I’m not sure cross-validation or the jackknife is a feasible approach to be implemented in astronomical softwares, when they compute statistics. Certainly it has advantages when it comes to calculating likelihoods, like Cash statistics.

[ArXiv] Kernel Regression, June 20, 2007

hlee — Mon, 25 Jun 2007 17:27:54 +0000

One of the papers from arxiv/astro-ph discusses kernel regression and model selection to determine photometric redshifts astro-ph/0706.2704. This paper presents their studies on choosing bandwidth of kernels via 10 fold cross-validation, choosing appropriate models from various combination of input parameters through estimating root mean square error and AIC, and evaluating their kernel regression to other regression and classification methods with root mean square errors from literature survey. They made a conclusion of flexibility in kernel regression particularly for data at high z.

Off the topic but worth to be notified:
1. They used AIC for model comparison. In spite of many advocates for BIC, choosing AIC would do a better job for analyzing catalog data (399,929 galaxies) since the penalty term in BIC with huge sample will lead to select the model of most parsimony.
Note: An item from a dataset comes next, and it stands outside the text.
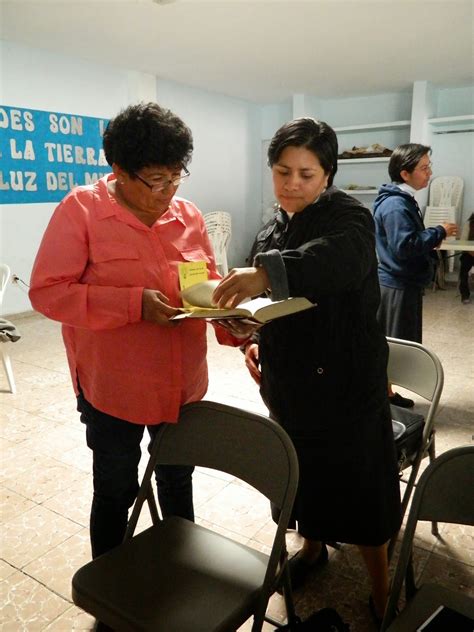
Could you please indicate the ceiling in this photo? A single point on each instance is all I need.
(264, 50)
2. Despite that more detailed discussion hasn’t been posted, I’d like to point out photometric redshift studies are more or less regression problems. Whether they use sophisticated and up-to-date classification schemes such as support vector machine (SVM), artificial neural network (ANN), or classical regression methods, the goal of the study in photometric redshifts is finding predictors for right classification and the model from those predictors. I wish there will be some studies on quantile regression, which receive many spotlights recently in economics.

3. Adaptive kernels were mentioned and the results of adaptive kernel regression are highly expected.

4. Comparing root mean square errors from various classification and regression models based on Sloan Digital Sky Survey (SDSS) EDR (Early Data Release) to DR5 (Date Release 5) might mislead the conclusion of choosing the best regression/classification method due to different sample sizes in EDR to DR5. Further formulation, especially asymptotic properties of these root mean square errors will be very useful to make a legitimate comparison among different regression/classification strategies.